ViacomCBS beats estimates for revenue, profit on streaming boost

(Reuters) – ViacomCBS Inc’s (VIACA.O) quarterly results demonstrated a level of resilience, buoyed by demand for streaming, even as the coronavirus pandemic ravaged media businesses globally, sending shares up 7% before the bell.

Although it logged a 12% drop in revenue, dragged down by a steep decline in advertising, the fall was less than expected and ViacomCBS Chief Executive Bob Bakish told analysts the second quarter was the bottom for ad declines.

Revenue and profit surpassed Wall Street expectations.

Stay-at-home orders have boosted demand for streaming services in the absence of live events and theater releases, with Netflix Inc (NFLX.O) and Walt Disney Co (DIS.N) reporting strong streaming subscriber additions.

ViacomCBS U.S. streaming subscribers reached 16.2 million in the second quarter, up from 13.5 million in the prior quarter. The company raised its forecast and said it now expects to reach 18 million customers by the end of the year.

To fuel growth, the company is preparing to launch new streaming platforms by early next year to consolidate programming across the portfolio. It will also launch an international subscription streaming service in 2021 in Australia, Latin America and the Nordics, Bakish said.
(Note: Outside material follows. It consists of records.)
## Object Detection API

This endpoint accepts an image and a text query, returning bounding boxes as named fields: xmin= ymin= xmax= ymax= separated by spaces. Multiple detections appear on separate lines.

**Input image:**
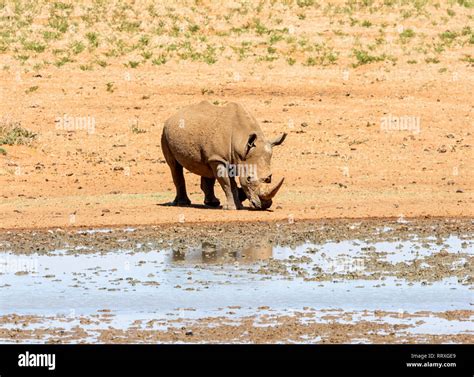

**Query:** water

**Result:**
xmin=0 ymin=232 xmax=473 ymax=340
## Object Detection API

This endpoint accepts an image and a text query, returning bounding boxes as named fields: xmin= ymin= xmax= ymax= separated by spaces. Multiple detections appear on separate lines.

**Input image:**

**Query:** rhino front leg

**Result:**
xmin=212 ymin=164 xmax=242 ymax=209
xmin=201 ymin=177 xmax=221 ymax=207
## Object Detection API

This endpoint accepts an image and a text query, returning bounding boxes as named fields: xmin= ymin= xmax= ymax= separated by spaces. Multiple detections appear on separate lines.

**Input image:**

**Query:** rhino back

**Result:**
xmin=163 ymin=101 xmax=231 ymax=177
xmin=163 ymin=101 xmax=263 ymax=176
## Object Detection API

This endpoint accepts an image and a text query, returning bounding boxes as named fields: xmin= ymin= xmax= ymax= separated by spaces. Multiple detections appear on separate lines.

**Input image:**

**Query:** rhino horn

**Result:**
xmin=258 ymin=178 xmax=285 ymax=200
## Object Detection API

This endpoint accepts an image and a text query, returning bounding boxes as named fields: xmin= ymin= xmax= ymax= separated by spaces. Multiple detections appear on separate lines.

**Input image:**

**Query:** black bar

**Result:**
xmin=0 ymin=344 xmax=474 ymax=377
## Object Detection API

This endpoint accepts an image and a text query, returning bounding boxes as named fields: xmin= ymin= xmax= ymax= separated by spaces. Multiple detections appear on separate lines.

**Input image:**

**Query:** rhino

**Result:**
xmin=161 ymin=101 xmax=287 ymax=210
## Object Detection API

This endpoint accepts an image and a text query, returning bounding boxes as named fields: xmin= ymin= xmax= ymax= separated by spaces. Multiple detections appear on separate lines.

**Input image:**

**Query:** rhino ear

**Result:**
xmin=244 ymin=132 xmax=257 ymax=157
xmin=270 ymin=132 xmax=288 ymax=147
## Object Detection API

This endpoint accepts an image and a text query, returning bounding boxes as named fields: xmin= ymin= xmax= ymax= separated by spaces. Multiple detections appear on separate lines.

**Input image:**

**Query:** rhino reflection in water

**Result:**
xmin=172 ymin=241 xmax=273 ymax=264
xmin=161 ymin=101 xmax=286 ymax=209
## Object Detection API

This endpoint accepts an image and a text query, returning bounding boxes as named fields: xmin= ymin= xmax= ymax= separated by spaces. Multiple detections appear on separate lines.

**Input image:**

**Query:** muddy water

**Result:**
xmin=0 ymin=217 xmax=474 ymax=342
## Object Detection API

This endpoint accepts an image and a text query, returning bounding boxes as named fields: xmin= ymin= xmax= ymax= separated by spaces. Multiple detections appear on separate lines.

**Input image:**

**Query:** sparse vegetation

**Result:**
xmin=0 ymin=121 xmax=36 ymax=145
xmin=0 ymin=0 xmax=474 ymax=71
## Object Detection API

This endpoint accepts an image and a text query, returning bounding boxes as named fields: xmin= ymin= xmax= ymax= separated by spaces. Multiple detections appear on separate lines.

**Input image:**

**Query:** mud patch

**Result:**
xmin=0 ymin=220 xmax=474 ymax=343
“While advertising businesses are suffering amid the pandemic, the companies with strong streaming products are benefiting from the stay-at-home environment,” said Harris Anwar, senior analyst at Investing.com. “Since the merger, ViacomCBS has built an attractive streaming portfolio which is helping the company to weather this downturn.”

Streaming and digital video revenue, which includes subscriptions to CBS All Access and Showtime, rose 25% to $489 million in the quarter, ViacomCBS said.

Advertising fell 27% across the company as marketers slashed spending and as live sports disappeared from TV screens.

Revenue from its filmed entertainment division, which includes Paramount Pictures, fell 26% to $647 million, hurt by a near complete absence of theatrical sales as cinemas shut down to prevent the spread of the coronavirus.

The company said the fees it collected from cable and satellite operators rose 2% to $2.19 billion in the quarter.

Revenue fell 12% to $6.28 billion in the second quarter but exceeded estimates of $6.27 billion, according to Refinitiv IBES data.

On an adjusted basis, the company earned $1.25 per share, beating analysts’ estimates of $0.93 per share, according to IBES data.